2018 is shaping up to be another buoyant year for the European real estate market. There’re notable areas of growth to highlight, including a rise in Asian investments in Europe; and the resurgence of opportunities to invest in real estate within both the Iberian region and the Nordics.
A change in the Capital Gains Tax regime announced by Chancellor Philip Hammond will level the playing field for UK and non-UK based investors in both residential and commercial real estate. The UK continues to be seen as a refuge by real estate investors, despite Brexit related market jitters, yet many investors are concerned about the impact that the new tax will have on margins when it’s introduced in April 2019.
The German market also remains strong overall and the uncertainty created by a potential change in political leadership is now resolved. Although a possible change in German Real Estate Transfer Tax (RETT) rules is mooted, only a small proportion of investors believe this will dampen down significant investment opportunities in Germany.
Artificial intelligence (AI) is likely to see an increase in interest in the European real estate market in 2018 and beyond.

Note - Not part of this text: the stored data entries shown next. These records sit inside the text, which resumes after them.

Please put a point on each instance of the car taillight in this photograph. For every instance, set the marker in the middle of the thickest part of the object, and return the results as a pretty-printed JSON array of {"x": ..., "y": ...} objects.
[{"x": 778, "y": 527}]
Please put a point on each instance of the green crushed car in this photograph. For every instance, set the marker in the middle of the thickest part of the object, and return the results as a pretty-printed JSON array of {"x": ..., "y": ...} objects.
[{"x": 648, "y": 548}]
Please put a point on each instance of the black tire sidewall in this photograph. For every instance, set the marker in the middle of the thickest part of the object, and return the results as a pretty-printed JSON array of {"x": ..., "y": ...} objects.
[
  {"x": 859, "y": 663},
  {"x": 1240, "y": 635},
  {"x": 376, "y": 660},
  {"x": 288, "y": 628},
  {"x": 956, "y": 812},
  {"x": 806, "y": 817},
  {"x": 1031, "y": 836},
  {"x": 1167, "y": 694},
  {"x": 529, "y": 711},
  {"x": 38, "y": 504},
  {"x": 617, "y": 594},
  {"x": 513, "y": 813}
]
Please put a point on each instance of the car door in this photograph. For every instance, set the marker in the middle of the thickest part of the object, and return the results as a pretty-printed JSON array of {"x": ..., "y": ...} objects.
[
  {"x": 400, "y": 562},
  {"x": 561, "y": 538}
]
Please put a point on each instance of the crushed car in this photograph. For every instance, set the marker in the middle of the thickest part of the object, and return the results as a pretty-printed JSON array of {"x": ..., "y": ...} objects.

Investors believe that AI will be widely deployed across the industry in the short to medium term and that huge cost savings plus a reduction in time consuming manual tasks will ensue as a result. However, many real estate professionals remain wedded to traditional working methods, believing that AI still needs to be fully tried and tested.

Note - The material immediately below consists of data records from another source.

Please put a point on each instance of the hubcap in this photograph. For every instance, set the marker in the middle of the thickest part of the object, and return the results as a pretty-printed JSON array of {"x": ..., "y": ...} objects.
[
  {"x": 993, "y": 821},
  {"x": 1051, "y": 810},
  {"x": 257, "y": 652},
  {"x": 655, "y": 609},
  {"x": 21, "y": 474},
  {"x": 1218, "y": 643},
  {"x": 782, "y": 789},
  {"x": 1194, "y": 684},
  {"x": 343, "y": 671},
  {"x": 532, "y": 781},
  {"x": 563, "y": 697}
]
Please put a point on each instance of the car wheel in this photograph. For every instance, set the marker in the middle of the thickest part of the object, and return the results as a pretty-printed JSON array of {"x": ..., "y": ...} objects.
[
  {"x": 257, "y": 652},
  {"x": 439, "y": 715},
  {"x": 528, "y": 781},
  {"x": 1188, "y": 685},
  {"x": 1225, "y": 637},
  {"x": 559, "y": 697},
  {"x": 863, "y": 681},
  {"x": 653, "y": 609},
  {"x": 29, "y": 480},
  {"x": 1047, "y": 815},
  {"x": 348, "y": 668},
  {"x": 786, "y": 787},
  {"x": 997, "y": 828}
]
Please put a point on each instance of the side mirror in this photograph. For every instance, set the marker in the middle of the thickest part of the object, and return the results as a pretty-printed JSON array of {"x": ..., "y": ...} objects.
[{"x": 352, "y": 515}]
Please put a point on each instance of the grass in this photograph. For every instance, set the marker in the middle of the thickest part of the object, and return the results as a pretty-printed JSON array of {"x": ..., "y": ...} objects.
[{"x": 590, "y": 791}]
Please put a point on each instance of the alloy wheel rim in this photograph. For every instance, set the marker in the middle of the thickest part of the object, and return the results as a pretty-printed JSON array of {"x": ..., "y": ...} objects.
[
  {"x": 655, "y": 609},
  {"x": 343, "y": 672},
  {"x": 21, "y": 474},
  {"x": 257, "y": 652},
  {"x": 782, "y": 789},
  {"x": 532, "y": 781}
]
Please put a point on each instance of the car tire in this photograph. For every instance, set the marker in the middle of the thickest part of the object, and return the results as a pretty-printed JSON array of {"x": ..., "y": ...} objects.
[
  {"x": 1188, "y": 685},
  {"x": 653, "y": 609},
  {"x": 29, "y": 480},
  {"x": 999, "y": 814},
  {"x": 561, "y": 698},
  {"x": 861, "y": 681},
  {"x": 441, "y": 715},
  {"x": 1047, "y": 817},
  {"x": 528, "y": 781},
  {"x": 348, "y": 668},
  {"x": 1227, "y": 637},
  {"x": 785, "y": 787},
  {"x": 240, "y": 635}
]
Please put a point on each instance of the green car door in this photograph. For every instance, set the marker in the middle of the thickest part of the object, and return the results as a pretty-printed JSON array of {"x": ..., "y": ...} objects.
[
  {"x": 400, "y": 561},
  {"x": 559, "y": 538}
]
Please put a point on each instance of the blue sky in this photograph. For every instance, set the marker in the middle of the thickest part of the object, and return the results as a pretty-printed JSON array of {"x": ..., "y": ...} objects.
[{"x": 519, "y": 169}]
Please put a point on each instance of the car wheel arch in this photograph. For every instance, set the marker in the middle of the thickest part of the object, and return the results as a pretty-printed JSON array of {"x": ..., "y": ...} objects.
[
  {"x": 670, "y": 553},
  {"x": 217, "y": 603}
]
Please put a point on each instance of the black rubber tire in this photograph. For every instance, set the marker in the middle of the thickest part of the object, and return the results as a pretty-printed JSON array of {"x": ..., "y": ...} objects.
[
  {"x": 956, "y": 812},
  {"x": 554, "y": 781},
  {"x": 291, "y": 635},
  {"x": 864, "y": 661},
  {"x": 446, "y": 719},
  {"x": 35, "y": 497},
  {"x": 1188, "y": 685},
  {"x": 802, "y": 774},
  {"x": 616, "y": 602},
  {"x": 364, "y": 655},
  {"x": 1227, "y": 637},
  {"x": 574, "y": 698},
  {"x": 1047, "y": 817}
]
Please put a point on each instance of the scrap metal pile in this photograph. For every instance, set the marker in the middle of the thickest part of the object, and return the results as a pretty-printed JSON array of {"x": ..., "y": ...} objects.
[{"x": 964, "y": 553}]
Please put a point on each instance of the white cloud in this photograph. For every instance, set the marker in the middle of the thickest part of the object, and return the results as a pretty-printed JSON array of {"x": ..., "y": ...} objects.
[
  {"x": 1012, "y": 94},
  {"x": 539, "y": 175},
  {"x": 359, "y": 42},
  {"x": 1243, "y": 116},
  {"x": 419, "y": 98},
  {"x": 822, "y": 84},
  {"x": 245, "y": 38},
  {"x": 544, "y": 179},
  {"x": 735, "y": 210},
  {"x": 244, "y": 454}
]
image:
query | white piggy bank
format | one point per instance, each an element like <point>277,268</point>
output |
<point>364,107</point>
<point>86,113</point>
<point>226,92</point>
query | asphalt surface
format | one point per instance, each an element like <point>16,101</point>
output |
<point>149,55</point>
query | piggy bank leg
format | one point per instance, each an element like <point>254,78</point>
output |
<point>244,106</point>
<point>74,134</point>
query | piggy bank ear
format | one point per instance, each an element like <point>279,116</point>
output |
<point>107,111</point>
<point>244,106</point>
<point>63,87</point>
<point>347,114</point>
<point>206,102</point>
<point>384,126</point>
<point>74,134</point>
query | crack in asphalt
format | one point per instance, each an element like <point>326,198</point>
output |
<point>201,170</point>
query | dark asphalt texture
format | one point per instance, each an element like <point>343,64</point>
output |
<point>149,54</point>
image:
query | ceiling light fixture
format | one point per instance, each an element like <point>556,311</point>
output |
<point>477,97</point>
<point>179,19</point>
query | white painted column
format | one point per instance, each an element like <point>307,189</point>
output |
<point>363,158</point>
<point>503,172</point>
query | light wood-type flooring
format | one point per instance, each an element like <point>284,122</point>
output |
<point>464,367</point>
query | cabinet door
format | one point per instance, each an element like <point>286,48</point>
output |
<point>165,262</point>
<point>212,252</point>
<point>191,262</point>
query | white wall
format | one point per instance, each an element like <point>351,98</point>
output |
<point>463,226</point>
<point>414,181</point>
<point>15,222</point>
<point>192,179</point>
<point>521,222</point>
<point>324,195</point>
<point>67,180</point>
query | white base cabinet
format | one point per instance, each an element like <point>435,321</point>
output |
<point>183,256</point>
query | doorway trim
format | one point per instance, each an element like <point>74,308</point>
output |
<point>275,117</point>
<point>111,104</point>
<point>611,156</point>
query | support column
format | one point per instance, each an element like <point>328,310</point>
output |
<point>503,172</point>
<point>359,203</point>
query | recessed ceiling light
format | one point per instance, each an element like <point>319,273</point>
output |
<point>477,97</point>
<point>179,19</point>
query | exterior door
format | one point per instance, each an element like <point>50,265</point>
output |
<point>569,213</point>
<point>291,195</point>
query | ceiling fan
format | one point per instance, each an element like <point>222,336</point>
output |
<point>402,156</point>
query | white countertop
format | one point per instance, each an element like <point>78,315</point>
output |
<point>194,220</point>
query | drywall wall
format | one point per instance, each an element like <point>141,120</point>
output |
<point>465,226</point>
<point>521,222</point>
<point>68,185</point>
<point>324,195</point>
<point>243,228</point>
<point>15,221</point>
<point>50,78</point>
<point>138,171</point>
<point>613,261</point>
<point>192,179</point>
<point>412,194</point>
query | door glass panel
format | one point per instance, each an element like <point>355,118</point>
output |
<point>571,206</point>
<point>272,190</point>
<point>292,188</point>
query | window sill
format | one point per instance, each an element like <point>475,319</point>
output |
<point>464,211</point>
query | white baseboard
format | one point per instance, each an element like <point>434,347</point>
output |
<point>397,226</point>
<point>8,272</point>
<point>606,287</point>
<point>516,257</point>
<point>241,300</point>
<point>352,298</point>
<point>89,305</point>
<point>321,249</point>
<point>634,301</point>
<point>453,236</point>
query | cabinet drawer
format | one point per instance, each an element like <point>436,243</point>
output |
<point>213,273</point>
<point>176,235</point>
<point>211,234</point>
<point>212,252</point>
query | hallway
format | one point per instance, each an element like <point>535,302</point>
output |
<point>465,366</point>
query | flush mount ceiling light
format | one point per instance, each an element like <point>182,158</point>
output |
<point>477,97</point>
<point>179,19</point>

Growth in key markets across Europe, underpinned by the accelerated change to operational processes enabled by AI, will ensure that the robust conditions enjoyed by the real estate industry in the first quarter of 2018 will continue for the rest of the year.
Uncertainty created by known changes to regulations not yet fully implemented, along with political change, means that we should always be prepared for the unexpected, but many of the bumps in the road highlighted in last year’s report are now safely navigated.